On 12/18/2014 10:57 PM, John Clark wrote:
On Thu, Dec 18, 2014 'Chris de Morsella' via Everything List
<[email protected] <mailto:[email protected]>> wrote:
> Water expands when it freezes;
Yes.
> Until a method of preserving the exquisite micro (and possibly also
nano-scale)
structures of the brain are developed freezing an organ destroys it.
Freezing will certainly destroy the functionality of my brain no doubt about it, but
there is a far more important question, will it scramble the information on how the
atoms in my brain were arranged before it was frozen so profoundly that even advanced
nanotechnology can't recover it? Even functionality has been preserved in the case of
human embryos frozen in liquid nitrogen and they contain millions of cells; granted that
still vastly smaller than a human brain but still it gives some reason for optimism.
> Certain species can freeze and thaw back out and be fine, but they have
evolved
blood containing anti-freeze in it
And Alcor will infuse my brain with a cocktail of anti-freeze agents, the same sort of
agents that are used to protect human embryos from minus 320 degree temperatures, except
that Alcor will use much higher concentrations so my brain will not freeze but will
undergo a glass transition process and vitrify.
> (which is highly toxic to humans by the way).
Yes when anti-freeze agents are used in high concentrations (as Alcor does) they are
highly toxic largely because they denature proteins, that is to say they change the way
the sequence of amino acids fold up to form the protein, and the shape a protein folds
up into determines how it functions.
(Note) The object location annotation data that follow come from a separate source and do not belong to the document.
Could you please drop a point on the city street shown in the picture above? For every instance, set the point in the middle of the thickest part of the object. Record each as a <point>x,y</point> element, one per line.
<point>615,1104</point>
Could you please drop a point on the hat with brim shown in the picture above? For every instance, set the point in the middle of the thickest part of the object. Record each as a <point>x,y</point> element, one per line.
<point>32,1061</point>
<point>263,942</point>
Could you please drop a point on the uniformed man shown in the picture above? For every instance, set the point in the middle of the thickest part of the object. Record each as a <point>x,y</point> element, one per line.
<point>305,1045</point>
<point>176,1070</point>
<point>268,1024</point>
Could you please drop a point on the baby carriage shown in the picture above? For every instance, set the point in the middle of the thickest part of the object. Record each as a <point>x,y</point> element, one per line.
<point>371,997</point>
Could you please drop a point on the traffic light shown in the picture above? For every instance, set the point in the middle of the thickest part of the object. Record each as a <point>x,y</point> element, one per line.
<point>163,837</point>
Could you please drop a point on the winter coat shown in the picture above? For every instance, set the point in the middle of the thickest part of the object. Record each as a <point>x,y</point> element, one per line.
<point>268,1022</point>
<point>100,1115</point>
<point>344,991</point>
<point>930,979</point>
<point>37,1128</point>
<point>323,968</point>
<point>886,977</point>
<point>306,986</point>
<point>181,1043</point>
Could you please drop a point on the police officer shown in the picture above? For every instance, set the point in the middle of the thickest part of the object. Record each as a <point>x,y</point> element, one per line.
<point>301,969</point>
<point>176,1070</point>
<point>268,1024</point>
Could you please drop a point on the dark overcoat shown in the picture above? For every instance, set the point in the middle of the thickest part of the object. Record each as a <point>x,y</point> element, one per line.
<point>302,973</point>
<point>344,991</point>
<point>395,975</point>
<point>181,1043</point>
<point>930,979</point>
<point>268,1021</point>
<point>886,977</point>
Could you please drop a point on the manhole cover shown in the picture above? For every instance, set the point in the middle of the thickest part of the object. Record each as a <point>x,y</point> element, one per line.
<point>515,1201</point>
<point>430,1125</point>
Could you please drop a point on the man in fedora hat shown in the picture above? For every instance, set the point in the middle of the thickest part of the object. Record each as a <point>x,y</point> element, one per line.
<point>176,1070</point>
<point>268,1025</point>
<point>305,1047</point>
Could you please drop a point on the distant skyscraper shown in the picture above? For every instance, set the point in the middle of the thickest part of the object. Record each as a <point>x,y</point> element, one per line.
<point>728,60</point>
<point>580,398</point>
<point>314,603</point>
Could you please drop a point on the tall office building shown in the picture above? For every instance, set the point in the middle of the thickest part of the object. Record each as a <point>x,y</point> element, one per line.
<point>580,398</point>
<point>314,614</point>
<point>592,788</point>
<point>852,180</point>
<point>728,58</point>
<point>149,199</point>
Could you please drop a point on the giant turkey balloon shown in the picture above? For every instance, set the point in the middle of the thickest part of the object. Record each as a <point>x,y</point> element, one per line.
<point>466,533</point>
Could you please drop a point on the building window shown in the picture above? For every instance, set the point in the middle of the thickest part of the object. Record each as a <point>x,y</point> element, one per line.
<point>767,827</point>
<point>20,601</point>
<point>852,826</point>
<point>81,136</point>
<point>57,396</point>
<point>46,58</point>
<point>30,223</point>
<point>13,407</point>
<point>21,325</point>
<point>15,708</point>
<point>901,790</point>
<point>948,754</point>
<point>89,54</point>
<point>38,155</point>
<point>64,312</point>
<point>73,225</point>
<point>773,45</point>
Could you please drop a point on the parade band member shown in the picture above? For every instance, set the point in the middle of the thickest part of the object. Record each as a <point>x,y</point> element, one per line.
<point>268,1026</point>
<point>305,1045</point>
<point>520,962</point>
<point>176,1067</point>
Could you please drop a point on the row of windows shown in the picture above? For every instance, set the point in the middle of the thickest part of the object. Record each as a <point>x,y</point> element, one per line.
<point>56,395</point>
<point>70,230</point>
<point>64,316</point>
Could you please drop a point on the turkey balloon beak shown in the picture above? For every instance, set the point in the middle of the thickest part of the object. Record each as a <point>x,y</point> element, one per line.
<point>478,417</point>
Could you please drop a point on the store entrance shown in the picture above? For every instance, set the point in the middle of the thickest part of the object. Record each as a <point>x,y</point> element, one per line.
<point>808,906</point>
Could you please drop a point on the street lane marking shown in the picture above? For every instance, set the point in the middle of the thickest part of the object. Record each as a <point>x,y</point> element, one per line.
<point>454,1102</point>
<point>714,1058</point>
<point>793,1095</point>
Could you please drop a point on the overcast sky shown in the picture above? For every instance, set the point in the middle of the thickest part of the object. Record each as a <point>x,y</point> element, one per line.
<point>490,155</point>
However the sequence of amino acids does not change
so although the protein no longer works the information on what the shape the protein
was in before it was denatured was not destroyed.
> I do not see how the trillions of ruptured cells (from the micro-shards of ice)
With cryoprotectants that shards of ice business isn't much a problem but severe
dehydration of cells is real and would totally destroy functionality, but as I said
resorting functionality to that frozen block of protoplasm isn't my concern, preserving
the information in it is.
> constituting the resulting thawed mush of what once had been a
functioning system
with trillions of parts can be put back together.
First of all I'm not interested in what happens during thawing, I'm only interested in
what happens during freezing because I'm only interested in preserving information. The
key question is will my brain enter a turbulent state when it is frozen or will the flow
be laminar. If it's turbulent then small changes in initial conditions will result in
large changes in outcome and I'm dead meat, even nanotechnology couldn't put Humpty
Dumpty back together again; but if it's laminar figuring out what things were like
before they were frozen would be pretty straightforward.
Fluid flow stops being smoothly Laminar and starts to become chaotically turbulent when
a system has a Reynolds number between 2300 and 4000, although you might get some non
chaotic vortices if it is bigger than 30. We can find the approximate Reynolds number by
using the formula LDV/N. L is the characteristic size we're interested in, we're
interested in cells so L is about 10^-6 meter. D is the density of water, 10^3
kilograms/cubic meter. V is the velocity of the flow, during freezing it's probably
less than 10^-3 meters per second but let's be conservative, I'll give you 3 orders of
magnitude and call V 1 meter per second. N is the viscosity of water, at room
temperature N is 0.001 newton-second/meter^2, it would be less than that when things get
cold and even less when water is mixed with glycerol as it is in cryonics but let's be
conservative again and ignore those factors. If you plug these numbers into the formula
you get a Reynolds number of about 1. 1 is a lot less than 2300 so it looks like any
mixing caused by freezing would probably be laminar not turbulent, so you can still
deduce the position where things are supposed to be.
Actually to my mind the most serious obstacles to the success of my program are not
scientific at all, they are these:
1) Will my brain really be frozen soon after my death?
And what shape will it be in? Any alzheimers in your family? Is there an escape clause
in your contract if you die by head trauma, brain tumor,....?
2) Will my brain remain frozen until the age of nanotechnology?
3) When it becomes possible to retrieve the information in my frozen brain will anybody
think I'm worth the trouble to actually do it?
And what will they do with it if they can recover it? Will they spend billions to provide
you an android body? Give you your own TV show like Max Headroom?
Brent
"The only good that I can see in the demonstration of the truth
of spiritualism is to furnish an additional argument against
suicide. Better to live a crossing-sweeper than die and be made
to talk twaddle by a medium hired at a guinea a seance!"